Ultimate Guide: Building High-Availability Multi-Container AI Systems with Docker Compose

高效码农

2 months ago

Building a High-Availability Multi-Container AI System: Complete Guide from Docker Compose to Monitoring and Visualization

Snippet / Summary

This article provides a comprehensive guide to deploying a multi-container AI system using Docker Compose, including core services, Prometheus monitoring, Fluentd log collection, Grafana visualization, and a Streamlit frontend, with full configuration examples and troubleshooting steps.

System Overview and Design Goals
Docker Compose Architecture
Core Services Deployment
Monitoring and Visualization
- Prometheus Configuration
- Grafana Configuration
Fluentd Log Collection
Frontend and Streamlit Service
Nginx Reverse Proxy Configuration
Common Troubleshooting
FAQ

System Overview and Design Goals

This AI system is based on a multi-agent architecture, designed for enterprise-grade AI workflows.
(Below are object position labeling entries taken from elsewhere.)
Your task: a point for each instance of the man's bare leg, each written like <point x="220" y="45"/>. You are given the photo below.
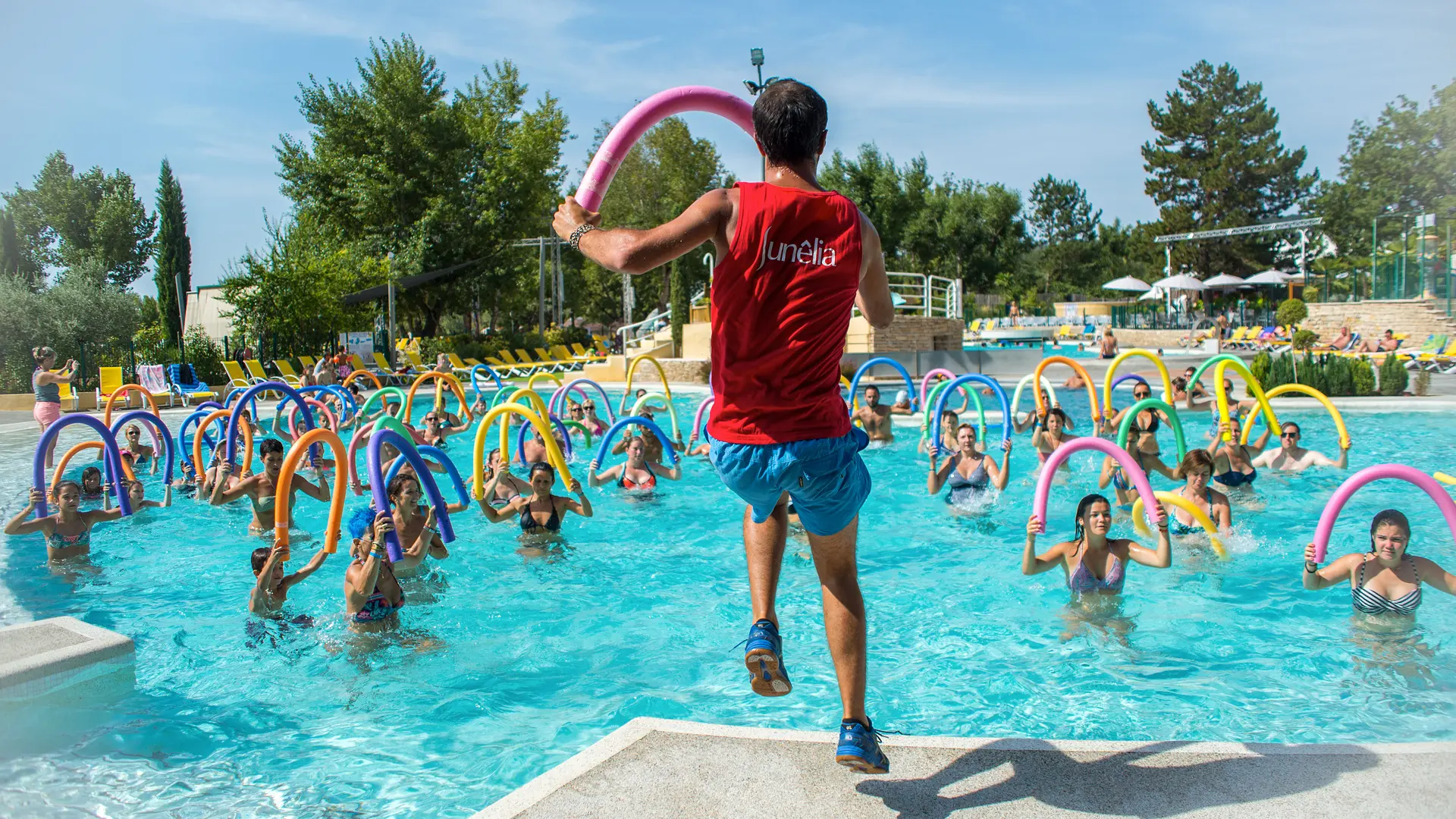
<point x="843" y="614"/>
<point x="764" y="545"/>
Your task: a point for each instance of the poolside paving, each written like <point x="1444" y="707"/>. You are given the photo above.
<point x="667" y="768"/>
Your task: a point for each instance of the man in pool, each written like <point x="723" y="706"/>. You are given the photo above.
<point x="875" y="416"/>
<point x="1293" y="458"/>
<point x="262" y="487"/>
<point x="795" y="260"/>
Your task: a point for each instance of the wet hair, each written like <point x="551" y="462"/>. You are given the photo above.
<point x="63" y="484"/>
<point x="788" y="120"/>
<point x="398" y="484"/>
<point x="1196" y="460"/>
<point x="1087" y="503"/>
<point x="360" y="521"/>
<point x="1394" y="518"/>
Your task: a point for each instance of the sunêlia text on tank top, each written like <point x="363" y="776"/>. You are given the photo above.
<point x="813" y="253"/>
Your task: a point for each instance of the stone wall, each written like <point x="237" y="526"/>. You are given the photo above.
<point x="905" y="334"/>
<point x="1414" y="316"/>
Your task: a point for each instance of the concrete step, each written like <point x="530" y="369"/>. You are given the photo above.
<point x="667" y="768"/>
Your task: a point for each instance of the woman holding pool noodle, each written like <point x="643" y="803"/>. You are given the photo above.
<point x="1386" y="580"/>
<point x="67" y="532"/>
<point x="1094" y="563"/>
<point x="635" y="472"/>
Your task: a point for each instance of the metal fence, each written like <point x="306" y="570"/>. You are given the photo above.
<point x="925" y="295"/>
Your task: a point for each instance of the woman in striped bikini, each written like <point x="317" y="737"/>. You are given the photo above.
<point x="1385" y="580"/>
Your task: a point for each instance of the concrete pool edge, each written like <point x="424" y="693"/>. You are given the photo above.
<point x="595" y="781"/>
<point x="44" y="656"/>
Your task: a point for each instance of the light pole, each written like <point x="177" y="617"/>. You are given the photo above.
<point x="756" y="88"/>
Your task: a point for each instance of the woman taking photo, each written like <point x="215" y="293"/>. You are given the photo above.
<point x="372" y="594"/>
<point x="49" y="391"/>
<point x="1095" y="564"/>
<point x="1383" y="582"/>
Key objectives include:

Multi-container isolation: Each service runs in its own container for resource isolation and scalability.
High availability and auto-recovery: Using Docker Compose restart: unless-stopped and health checks ensures automatic container recovery.
Centralized monitoring and visualization: Prometheus collects metrics, Grafana provides real-time dashboards for performance analysis.
Centralized logging: Fluentd aggregates logs across all services for unified storage and analysis.
Web-based user interface: Streamlit offers an interactive frontend, accessible through Nginx reverse proxy.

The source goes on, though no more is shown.